Wiki ▸ [[API Reference]] ▸ [[Core]] ▸ Math

Pseudorandom Number Generation

You can use the built-in Math.random to generate uniform distributions. For example, to generate a random integer between 0 and 99 (inclusive), you can say Math.floor(Math.random() * 100).

# d3.random.normal([mean, [deviation]])

Returns a function for generating random numbers with a normal (Gaussian) distribution. The expected value of the generated pseudorandom numbers is mean, with the given standard deviation. If deviation is not specified, it defaults to 1.0; if mean is not specified, it defaults to 0.0.

# d3.random.logNormal([mean, [deviation]])

Returns a function for generating random numbers with a log-normal distribution. The expected value of the random variable’s natural logrithm is mean, with the given standard deviation. If deviation is not specified, it defaults to 1.0; if mean is not specified, it defaults to 0.0.

# d3.random.bates(count)

Returns a function for generating random numbers with a Bates distribution. The number of independent variables is specified by count.
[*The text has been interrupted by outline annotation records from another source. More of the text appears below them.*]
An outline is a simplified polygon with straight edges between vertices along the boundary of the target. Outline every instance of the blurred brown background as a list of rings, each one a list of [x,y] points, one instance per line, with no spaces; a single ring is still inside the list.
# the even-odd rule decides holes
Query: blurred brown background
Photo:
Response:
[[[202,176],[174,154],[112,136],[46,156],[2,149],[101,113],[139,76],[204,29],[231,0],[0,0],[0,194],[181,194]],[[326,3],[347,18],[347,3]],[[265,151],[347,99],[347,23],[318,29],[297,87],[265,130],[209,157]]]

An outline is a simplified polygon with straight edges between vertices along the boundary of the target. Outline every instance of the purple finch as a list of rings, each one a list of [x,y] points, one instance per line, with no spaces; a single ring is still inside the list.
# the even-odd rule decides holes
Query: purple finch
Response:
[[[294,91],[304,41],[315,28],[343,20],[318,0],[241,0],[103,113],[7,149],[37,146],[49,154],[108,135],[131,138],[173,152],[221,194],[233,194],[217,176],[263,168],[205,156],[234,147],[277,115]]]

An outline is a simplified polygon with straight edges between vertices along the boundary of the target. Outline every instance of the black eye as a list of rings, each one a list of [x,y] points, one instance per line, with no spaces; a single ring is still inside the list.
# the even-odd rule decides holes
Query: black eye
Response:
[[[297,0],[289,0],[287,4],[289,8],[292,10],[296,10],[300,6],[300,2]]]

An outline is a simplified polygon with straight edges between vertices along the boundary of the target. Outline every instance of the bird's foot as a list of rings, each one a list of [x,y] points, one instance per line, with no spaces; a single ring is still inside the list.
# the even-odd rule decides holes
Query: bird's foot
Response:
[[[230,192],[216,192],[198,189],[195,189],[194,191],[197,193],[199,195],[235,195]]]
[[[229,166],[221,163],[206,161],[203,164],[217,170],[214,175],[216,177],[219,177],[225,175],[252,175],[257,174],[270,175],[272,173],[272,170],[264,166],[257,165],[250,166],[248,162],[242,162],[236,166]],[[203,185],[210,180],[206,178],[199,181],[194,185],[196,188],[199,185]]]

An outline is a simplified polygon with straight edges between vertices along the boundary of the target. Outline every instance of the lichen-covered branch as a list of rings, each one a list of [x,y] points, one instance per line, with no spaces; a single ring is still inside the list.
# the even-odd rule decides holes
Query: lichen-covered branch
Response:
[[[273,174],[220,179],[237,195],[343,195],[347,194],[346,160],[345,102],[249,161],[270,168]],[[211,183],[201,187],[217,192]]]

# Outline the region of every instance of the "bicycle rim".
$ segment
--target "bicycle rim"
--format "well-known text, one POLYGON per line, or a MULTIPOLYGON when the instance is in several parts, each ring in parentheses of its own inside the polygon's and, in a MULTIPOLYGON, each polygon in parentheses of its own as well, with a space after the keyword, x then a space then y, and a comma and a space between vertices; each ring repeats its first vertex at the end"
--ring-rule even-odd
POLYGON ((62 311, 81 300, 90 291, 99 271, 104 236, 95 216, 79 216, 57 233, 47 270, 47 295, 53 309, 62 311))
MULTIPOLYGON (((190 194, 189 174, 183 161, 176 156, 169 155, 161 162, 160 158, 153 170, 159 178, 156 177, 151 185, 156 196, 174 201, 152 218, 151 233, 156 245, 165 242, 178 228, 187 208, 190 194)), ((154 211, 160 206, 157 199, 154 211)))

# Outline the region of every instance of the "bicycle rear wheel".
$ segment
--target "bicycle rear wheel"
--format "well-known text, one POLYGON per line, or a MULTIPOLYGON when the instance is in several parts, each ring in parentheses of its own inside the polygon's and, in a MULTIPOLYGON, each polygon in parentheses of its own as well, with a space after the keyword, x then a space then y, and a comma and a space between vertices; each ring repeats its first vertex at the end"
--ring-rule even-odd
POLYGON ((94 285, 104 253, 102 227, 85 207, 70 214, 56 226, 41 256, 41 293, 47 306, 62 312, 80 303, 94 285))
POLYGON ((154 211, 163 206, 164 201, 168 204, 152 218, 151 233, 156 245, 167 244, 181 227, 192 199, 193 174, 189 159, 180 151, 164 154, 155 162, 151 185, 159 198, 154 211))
# d3.random.irwinHall(count)

Returns a function for generating random numbers with an Irwin–Hall distribution. The number of independent variables is specified by count.

2D Transforms

# d3.transform(string)

Parses the given 2D affine transform string, as defined by SVG's transform attribute. The transform is then decomposed to an object with fields for translate, rotate, x-skew and scale. This behavior is standardized by CSS: see matrix decomposition for animation.

# transform.rotate

Returns the rotation angle θ of this transform, in degrees.

# transform.translate

Returns the [dx, dy] translation of this transform, as a two-element array in local coordinates (typically pixels).

# transform.skew

Returns the x-skew φ of this transform, in degrees.

# transform.scale

Returns the [kx, ky] scale of this transform, as a two-element array.

# transform.toString()

Returns a string representation of this transform, in the form "translate(dx,dy)rotate(θ)skewX(φ)scale(kx,ky)".